S.1010 bans school districts from issuing general obligation bonds to cover operating expenses – a practice one lawmaker (quoted at The Nerve) aptly likens to “paying off a credit card with a credit card.”
S.1013 proposes that economic development funds used by the Department of Commerce to bring new businesses into the state be equally available to existing South Carolina businesses. Essentially, when DoC makes a determination that a business is worthy of incentives because it would be beneficial to have a certain product or service provided in the state – a typical justification for incentives – then that money would have to also be made available to businesses in South Carolina capable of expanding into that market. The bill may be well intended, but a likely consequence would be that over time state officials, in order to comply, would simply increase the already massive amount spent on special incentives. But as we’ve pointed out before, the amount spent by South Carolina on incentives has exploded over the last fifteen years, to no discernible effect on economic growth or competitiveness.
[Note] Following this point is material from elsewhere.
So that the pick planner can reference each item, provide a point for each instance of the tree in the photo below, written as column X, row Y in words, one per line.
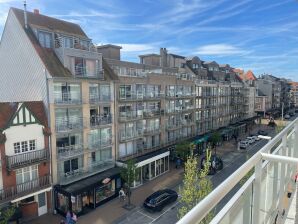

H. 4478 would cap general fund at a rate of 6 percent, or population growth + inflation. The governor would be required by law to include an OSB certification saying that the law conforms to these standards. The General Assembly can suspend the spending limit in the case of an emergency. All the other money would go into Income Tax Rebate Fund, which can be used only to replenish the general reserve fund and pay for natural disaster relief. All other funds would go to individual and corporate income tax relief. While the bill improves on previous attempts to limit spending – it doesn’t, for example, place excess revenue in a “reserve fund” guaranteed to be spent by government – it’s still weak. It only caps General Fund growth, not revenue from fines and fees or from the federal government; and it has the potential to allow government to grow faster than incomes. (There’s more on the strengths and weaknesses of different spending caps elsewhere on our website.)
H. 4424 proposes to amend the state constitution by ballot item at the next general election. It states that no individual can be compelled to purchase health insurance or health care services, and prohibits fining or punishing those who pay directly for health care services without going through an insurer. Cash payment practices have been successful in other states, and the option should certainly be available to South Carolinians, but direct payment is unlikely to serve as a perfect replacement for insurance. This bill attempts to establish state protections against federal meddling in healthcare, but this alone will not create a true free market for health care in South Carolina. Real reform would require a far broader and more substantive approach.
H.3093 would create the South Carolina Board of Music Therapy to regulate the practice of music therapy and create new fees. Too many boards function as impediments to competition already, and in any case it’s hard to see why a practice as little-known and nebulous as music therapy needs protection from unlicensed competitors.